By Paola Nalvarte and Teresa Mioli
In the early morning hours of March 28, journalist Julio Omar Gómez's house was set on fire in Baja California Sur and the bodyguard charged with protecting his life was shot and killed. About 24 hours later and across the country, Armando Arrieta Granados was shot while arriving home in Veracruz. Both journalists escaped, but one is in the hospital in serious condition.
These aggressions happened in the context of a particularly bloody month for journalism in Mexico in which three other journalists have been killed in the states of Veracruz, Guerrero and Chihuahua. Two of the murders were carried out just last week.
According to several media outlets in the country, a group of strangers with firearms attempted to set fire to Gómez’s house around 4 a.m., shooting at and seriously wounding his bodyguard, who died shortly after being transferred to a hospital. This is the third attack on the journalist in the last three months.
Gómez and his family, who were inside the house during the attack, were not hurt, according to site OctavoDía.
The journalist was under the Mechanism for the Protection of Journalists from the Ministry of the Interior, after reporting to the Attorney General of the Republic that his house and vehicle were set on fire in mid-December 2016, according to El Universal.
At the beginning of February, Gómez was again victim of a similar attack, after which he announced his retirement from the journalism world through his social networks, according to Proceso.
According to El Universal, Gómez published reports on crime in 9-1-1 Noticias, his Facebook page, since 2014. He also shared citizen complaints.
Additionally, he covered news on politics and on recent executions in Los Cabos as an independent journalist, Proceso said.

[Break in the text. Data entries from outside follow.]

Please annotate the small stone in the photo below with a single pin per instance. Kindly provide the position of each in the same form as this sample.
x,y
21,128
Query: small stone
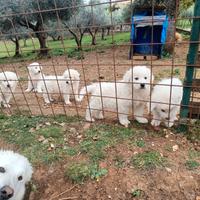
x,y
175,148
168,169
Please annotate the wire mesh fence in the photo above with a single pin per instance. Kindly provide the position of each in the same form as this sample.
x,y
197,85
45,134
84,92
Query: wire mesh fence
x,y
56,50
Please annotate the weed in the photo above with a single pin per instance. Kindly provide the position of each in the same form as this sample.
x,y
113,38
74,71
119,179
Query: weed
x,y
148,159
119,161
79,172
140,143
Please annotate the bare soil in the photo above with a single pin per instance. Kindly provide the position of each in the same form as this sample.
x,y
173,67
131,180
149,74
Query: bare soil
x,y
172,183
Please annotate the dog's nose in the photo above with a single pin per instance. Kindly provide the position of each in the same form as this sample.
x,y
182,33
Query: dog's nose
x,y
6,192
142,85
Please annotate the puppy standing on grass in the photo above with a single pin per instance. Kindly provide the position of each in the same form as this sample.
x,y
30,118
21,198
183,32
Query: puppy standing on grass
x,y
160,107
8,83
34,76
15,172
74,78
132,91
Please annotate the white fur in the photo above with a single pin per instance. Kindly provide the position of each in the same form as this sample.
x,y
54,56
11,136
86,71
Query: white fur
x,y
53,85
15,165
34,76
8,83
74,78
103,96
161,94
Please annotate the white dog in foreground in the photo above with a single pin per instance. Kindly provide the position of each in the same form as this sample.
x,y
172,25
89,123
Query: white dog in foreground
x,y
160,107
8,83
54,85
133,91
15,172
74,78
34,76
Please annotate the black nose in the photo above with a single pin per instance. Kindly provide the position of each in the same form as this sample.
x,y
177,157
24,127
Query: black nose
x,y
142,85
6,192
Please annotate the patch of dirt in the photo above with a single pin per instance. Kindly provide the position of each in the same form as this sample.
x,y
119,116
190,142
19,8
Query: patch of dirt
x,y
171,182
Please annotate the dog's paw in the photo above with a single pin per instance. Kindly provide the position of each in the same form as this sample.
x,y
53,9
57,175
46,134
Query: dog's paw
x,y
155,123
68,103
28,90
142,120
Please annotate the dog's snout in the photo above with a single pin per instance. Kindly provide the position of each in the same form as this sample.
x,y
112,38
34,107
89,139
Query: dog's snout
x,y
6,192
142,85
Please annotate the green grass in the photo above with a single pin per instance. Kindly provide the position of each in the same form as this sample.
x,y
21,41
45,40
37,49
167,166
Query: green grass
x,y
79,172
57,48
148,160
21,131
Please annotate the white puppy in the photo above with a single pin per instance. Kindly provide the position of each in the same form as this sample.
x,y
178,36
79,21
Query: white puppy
x,y
160,106
15,172
34,76
74,78
8,83
54,85
131,92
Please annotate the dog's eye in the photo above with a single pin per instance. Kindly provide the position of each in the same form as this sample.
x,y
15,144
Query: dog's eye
x,y
2,170
20,178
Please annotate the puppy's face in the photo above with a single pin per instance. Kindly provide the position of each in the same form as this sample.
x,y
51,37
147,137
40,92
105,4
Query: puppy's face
x,y
141,77
35,69
15,172
7,84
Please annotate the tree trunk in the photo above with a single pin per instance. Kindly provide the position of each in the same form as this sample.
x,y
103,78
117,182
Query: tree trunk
x,y
103,34
25,45
108,30
42,36
16,41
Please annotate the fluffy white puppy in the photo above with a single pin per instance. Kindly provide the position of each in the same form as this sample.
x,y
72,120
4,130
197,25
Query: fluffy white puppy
x,y
34,76
54,85
8,83
15,172
131,92
74,78
160,108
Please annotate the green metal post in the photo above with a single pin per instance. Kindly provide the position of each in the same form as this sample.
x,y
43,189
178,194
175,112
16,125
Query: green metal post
x,y
191,60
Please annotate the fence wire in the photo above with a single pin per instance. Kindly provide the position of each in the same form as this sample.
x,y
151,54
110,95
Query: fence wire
x,y
101,52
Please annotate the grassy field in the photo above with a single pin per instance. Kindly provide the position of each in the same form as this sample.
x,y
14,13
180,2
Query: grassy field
x,y
67,47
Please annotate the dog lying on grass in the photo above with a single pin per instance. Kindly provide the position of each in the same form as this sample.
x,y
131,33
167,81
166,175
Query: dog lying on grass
x,y
132,91
161,109
15,173
8,84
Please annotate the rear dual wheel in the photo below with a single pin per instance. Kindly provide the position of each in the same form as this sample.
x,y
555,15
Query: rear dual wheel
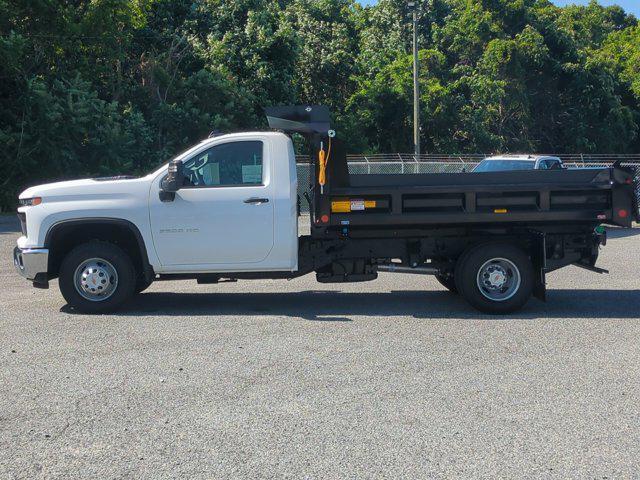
x,y
495,278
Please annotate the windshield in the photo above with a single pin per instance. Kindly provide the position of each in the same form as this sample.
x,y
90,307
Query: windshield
x,y
501,165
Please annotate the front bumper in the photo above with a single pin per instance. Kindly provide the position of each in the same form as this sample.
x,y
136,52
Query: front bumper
x,y
32,264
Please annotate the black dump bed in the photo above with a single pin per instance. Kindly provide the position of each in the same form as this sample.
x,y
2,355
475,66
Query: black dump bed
x,y
341,200
585,195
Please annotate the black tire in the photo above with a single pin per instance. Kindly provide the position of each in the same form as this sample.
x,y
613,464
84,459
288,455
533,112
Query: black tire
x,y
124,286
448,282
514,264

Journalist in serious condition in Veracruz
Journalist Armando Arrieta Granados is in serious condition after being shot early in the morning of March 29 in the doorway to his home in Poza Rica, Veracruz.
Animal Político reported that Arrieta had been a “strong critic of authorities” since 2005. The site said he demanded they investigate the April 8, 2005 killing of his boss Raúl Gibb Guerrero, the owner and director of La Opinión.
The State Commission for the Care and Protection of Journalists (CEAPP for its initials in Spanish) in Veracruz said it activated emergency protocols along with the State Public Security Secretariat to protect Arrieta and his family.
A deadly month
The first journalist killed this month was Cecilio Pineda Birto, director of newspaper La Voz de Tierra Caliente, on March 2 in Guerrero. Ricardo Monlui Cabrera, director of El Político, was fatally shot in front of his family in Yanga, Veracruz on March 19. And on March 23, Miroslava Breach Velducea, a correspondent for La Jornada, was killed while in her car, leaving her home in Chihuahua.
After Breach’s murder, journalists from several states of the country protests on March 25 and 26 against the killings of journalists in Mexico in recent days and years. The protesters demanded that authorities provide justice and greater protection for journalists, CimacNoticias reported.
When asked to comment about the apparent escalation in violence in certain parts of the country, Javier Garza, a Mexican journalist and adviser on safety to the World Association of Newspapers, told the Knight Center: “One possible explanation in the case of Chihuahua and Veracruz is that both states changed governments last year, the new governments are from the PAN and they are investigating corruption in the preceding administrations from the PRI. The situation in Guerrero, on the other hand, has been deteriorating for years and the state has been getting more dangerous for journalists, although other events have obscured this.”
"However, it's impossible to know because authorities lack credibility in their investigations because for years, more often than not, they have almost automatically discarded the journalistic work of the victims as motives for the attacks," Garza said.
He added that it was difficult to determine if people behind the violence are with organized crime, some level of government, security forces or a combination.
“The bottom issue is impunity, attacks against journalists are rampant because practically everyone who has attacked a journalist in the past has gotten away with it,” Garza said. “So anyone can do it with the certainty that nothing is going to happen.”
Garza added that 2017 is on track to be worse than 2016, “just as 2016 was worse than 2015 and so on.”
“Every level of government has proved incapable of guaranteeing the safety of journalists despite the creation of institutions like a special prosecutor or a federal protection mechanism, simply because it's very easy to attack a journalist,” he concluded.
Animal Político recently published that 99.7 percent of the attacks on journalists in Mexico go unpunished, according to official figures from the Office of the Prosecutor for Crimes Against Freedom of Expression (Feadle) in Mexico.
Of the 798 reports of assaults on journalists received by Feadle between July 2010 and December 2016, 47 of them were for murder, and there are only three convictions, Animal Político reported.